Descriptive statistics (proportions, means and standard errors) were obtained. Linear and logistic regression models for complex sample survey data were fit to explore a) the association between the food group and nutrient densities reported for the female and/or male HH and for the children in the same household, b) the odds that the child consumed a diet that trended toward meeting his/her age- and gender-specific dietary intake recommendations for food groups and nutrients when the female/male HH consumed a diet that trended toward meeting her/his corresponding intake recommendation and, c) the odds that the child's intake fell in the highest quintile for food group density of the eating occasions if the female or male HH's intake fell in the highest quintile of the same food group and eating occasion.

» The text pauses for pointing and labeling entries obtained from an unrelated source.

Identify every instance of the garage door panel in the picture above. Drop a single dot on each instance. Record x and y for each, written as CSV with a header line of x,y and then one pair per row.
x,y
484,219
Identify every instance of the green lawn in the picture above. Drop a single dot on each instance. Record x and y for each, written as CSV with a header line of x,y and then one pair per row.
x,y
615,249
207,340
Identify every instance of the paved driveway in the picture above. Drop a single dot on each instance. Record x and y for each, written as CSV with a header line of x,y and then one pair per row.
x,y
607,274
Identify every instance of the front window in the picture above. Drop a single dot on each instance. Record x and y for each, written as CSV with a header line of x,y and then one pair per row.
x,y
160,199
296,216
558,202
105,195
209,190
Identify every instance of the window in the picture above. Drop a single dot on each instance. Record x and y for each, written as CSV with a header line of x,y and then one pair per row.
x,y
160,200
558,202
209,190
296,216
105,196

To control for socio-demographic variables, age, gender, race, country of origin, years of education, employment status, daycare/school attendance, and total household size and income were examined. Education (years of schooling) was categorized as less than high school (< 12 years of school), high school (12 years of school), and more than high school (> 12 years of school). Employment status was categorized as employed or not employed. Total household income was used as a continuous variable. Its skew of the distribution was addressed by log transformation. To describe the sample, income was also categorized as: less than or equal to 1.3 times the poverty income ratio (PIR) (food stamp eligible), 1.31 to 3.5 times the PIR (medium income), and more than 3.5 times the PIR (high income). To capture cultural differences, a study participant's race (black, white and other) and Hispanic origin (from the Mexican, Puerto Rican, Cuban, other Spanish subgroups, or not) variables were re-coded into Non-Hispanic white, Non-Hispanic black, Non-Hispanic Asian, Non-Hispanic other, Mexican-American, and other Hispanic. Binary dummy variables were subsequently generated for ethnicity (not Hispanic, Hispanic) and HH's educational level (less than high school, high school graduate, more than high school graduate).
Twenty-one separate linear regressions in the six adult-child dyads were modeled for the six food groups and 15 nutrients under study. Linear regression models were fit to calculate the associations between food group and nutrient densities in the children's and adult head of household's diets; logistic regression models for complex sample survey data were used to obtain adjusted odds ratios for the odds of children consuming diets that trended toward meeting intake recommendations for food groups and nutrients if the female/male HH consumed a diet that trended toward her/him meeting her/his; and logistic regression models were used to obtain adjusted odds ratios for the odds of children to be in the highest food group density intake quintile for an eating occasion if the female/male HH was in the highest quintile. Regression models were not fitted if one of the four cells in the 2 × 2 table calculating the odds ratios had a sample size of < 10 subjects. Models controlled for household size, age, education level, ethnicity, and income. All statistical methods were executed in Stata Statistical Software: Release 9.0 (Stata Corporation, College Station, TX, USA) using complex sample survey routines that account for the CSFII's unequal selection probabilities, stratification, and clustering, and maintain the nationally representative character of the data.